Der entscheidende Unterschied zwischen ESP und ATD besteht darin, dass wir über die Differentiale die Geschwindigkeit der Räder gezielt beeinflussen, während ESP erst am Rad wirksam wird und es abbremst. ESP reagiert immer auf einen zurückliegenden Zustand, ohne wirklich einen Zustand voraussagen zu können. Dies ist umso schwieriger, je glatter die Fahrbahn ist, und bei Übergängen zwischen unterschiedlichen Oberflächen. Bei ATD ist dagegen ein gewisser Schlupf Bestandteil des Konzepts, er behindert nicht die Regelvorgänge.

Inwieweit konkurriert ATD mit einem Konzept wie der Aktivlenkung?
Die Frage könnte man sogar noch erweitern: Es gibt eine ganze Reihe von Techniken, die das Fahrverhalten beeinflussen können. Verschiedene Systeme machen unterschiedliche Dinge zu unterschiedlicher Zeit. Wenn es darum geht, in Notfällen einzugreifen, ist ESP das Richtige. Wenn der Fahrspaß erhöht und das Fahrverhalten linearisiert werden soll, und einem Notfall vorgebeugt werden soll, ist ESP nicht geeignet, hier ist in vielen Fällen ATD die geeignete Lösung, aber oftmals auch die Aktivlenkung. Meine Idealvorstellung ist ein System, das diese Techniken kombiniert, ergänzt durch eine variable Dämpfung und die Möglichkeit, auch den Lenkwinkel der Hinterräder zu kontrollieren. Es ist auch nicht schwierig, sich Fahrsituationen vorzustellen, in der eine Software diese verschiedenen Funktionen verknüpft, die Logik dafür steht heute zur Verfügung. Ich sehe eher, dass sich diese Systeme ergänzen, als miteinander zu konkurrieren.

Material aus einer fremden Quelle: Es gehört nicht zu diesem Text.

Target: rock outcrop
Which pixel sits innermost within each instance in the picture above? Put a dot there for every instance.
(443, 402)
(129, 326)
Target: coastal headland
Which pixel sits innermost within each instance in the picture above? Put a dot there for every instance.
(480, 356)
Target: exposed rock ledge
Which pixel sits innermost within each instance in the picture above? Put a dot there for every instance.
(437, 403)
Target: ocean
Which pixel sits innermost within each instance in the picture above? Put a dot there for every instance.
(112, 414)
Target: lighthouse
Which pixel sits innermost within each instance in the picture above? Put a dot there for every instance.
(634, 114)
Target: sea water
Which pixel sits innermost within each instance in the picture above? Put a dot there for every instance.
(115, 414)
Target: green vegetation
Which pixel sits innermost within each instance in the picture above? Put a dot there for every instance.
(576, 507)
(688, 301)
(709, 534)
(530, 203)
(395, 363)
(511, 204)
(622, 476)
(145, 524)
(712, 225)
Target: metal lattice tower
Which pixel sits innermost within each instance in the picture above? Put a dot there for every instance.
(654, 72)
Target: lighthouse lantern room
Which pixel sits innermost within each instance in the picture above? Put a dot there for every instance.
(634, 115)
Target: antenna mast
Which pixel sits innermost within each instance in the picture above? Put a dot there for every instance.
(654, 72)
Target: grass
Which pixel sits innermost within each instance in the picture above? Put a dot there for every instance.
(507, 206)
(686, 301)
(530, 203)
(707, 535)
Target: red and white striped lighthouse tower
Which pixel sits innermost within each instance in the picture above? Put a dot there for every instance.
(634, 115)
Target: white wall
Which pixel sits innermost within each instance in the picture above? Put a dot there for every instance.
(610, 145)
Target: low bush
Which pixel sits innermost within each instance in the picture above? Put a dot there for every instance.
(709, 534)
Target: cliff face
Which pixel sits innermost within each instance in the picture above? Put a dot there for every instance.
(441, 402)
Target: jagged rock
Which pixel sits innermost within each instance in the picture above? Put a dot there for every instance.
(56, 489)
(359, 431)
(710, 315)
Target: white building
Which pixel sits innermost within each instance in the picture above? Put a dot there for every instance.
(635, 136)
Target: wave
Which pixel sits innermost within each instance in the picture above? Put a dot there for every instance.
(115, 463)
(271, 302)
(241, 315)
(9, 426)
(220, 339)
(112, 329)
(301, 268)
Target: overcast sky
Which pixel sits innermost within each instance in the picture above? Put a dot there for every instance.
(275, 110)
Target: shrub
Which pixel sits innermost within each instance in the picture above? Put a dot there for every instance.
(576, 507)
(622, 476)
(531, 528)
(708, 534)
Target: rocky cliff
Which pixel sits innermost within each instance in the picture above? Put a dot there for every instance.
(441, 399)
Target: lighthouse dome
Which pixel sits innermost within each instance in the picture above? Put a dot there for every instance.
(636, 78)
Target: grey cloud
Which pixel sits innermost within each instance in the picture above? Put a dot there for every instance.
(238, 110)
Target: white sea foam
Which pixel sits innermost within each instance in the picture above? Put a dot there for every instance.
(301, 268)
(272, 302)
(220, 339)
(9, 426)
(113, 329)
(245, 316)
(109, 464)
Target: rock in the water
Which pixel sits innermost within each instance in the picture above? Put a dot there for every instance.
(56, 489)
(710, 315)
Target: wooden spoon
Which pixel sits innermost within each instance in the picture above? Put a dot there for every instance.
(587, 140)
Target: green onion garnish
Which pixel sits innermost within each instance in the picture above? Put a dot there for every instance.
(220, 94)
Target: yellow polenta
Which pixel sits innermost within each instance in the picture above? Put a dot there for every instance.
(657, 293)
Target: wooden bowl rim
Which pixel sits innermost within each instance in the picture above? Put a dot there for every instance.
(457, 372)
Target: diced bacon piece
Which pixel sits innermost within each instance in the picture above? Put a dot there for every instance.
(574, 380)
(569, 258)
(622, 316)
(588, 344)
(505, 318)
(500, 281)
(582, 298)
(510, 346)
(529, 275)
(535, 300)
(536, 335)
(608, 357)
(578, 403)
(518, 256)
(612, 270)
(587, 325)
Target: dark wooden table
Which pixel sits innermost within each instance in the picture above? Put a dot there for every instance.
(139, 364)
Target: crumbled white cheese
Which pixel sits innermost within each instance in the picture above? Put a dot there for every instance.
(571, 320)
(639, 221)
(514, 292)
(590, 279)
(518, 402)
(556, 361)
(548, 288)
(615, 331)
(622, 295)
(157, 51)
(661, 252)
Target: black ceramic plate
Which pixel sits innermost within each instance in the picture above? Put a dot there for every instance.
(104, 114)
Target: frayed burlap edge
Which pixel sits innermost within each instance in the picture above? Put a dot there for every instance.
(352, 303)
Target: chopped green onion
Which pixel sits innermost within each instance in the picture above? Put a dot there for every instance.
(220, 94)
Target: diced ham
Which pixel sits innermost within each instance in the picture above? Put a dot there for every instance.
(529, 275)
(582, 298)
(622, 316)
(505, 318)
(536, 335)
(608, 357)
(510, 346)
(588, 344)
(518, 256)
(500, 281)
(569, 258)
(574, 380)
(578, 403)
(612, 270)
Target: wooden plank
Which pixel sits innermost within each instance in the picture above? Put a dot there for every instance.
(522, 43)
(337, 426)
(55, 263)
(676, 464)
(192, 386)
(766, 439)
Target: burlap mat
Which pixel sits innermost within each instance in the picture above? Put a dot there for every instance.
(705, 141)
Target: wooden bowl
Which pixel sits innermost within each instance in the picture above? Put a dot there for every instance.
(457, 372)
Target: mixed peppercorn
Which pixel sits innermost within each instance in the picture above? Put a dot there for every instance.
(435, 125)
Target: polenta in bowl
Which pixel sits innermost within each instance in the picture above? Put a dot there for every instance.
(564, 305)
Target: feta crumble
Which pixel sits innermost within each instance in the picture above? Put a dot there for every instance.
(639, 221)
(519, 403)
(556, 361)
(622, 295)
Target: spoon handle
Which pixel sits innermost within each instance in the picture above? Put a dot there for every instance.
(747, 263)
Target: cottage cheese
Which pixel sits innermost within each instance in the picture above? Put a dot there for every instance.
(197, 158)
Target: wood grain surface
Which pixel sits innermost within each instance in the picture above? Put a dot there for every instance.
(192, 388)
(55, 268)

Mit welchen Kosten muss beispielsweise ein Hersteller von sportlichen, vierradgetriebenen Allradlimousinen rechnen, wenn er ATD implementieren möchte?
Die Kosten sind nicht sehr hoch. An einigen Komponenten müssen im Detail Veränderungen vorgenommen werden, aber im Grunde verändern wir nur einige Design-Parameter von Komponenten, die bereits vorhanden sind, im Wesentlichen bei der Dimensionierung. Vollkommen neu hinzu kommt nur die Software, und die ist im Grunde sogar einfacher aufgebaut als im ESP. Hinsichtlich Sensorik und der Datenübertragung ist in modernen Fahrzeugen bereits alles vorhanden, was wir brauchen.

Herzlichen Dank für das Gespräch.


Zur Person:
Damian Harty (36) studierte Automotive Engineering an der Loughborough University. Von 1992 bis 1995 war Harty in der Fahrwerksentwicklung bei Ford tätig, danach in dem Softwareunternehmen SDRC. Seit 1997 arbeitet er für Prodrive, wo er unter anderem die Entwicklung der Fahrdynamikregelung ATD vorantrieb. Harty besitzt ein Master´s Degree der University of Hertfordshire, zurzeit promoviert er. Neben seiner Tätigkeit für Prodrive hält er Vorlesungen im Fach "Vehicle Dynamics" als Gastlektor an verschiedenen Hochschulen.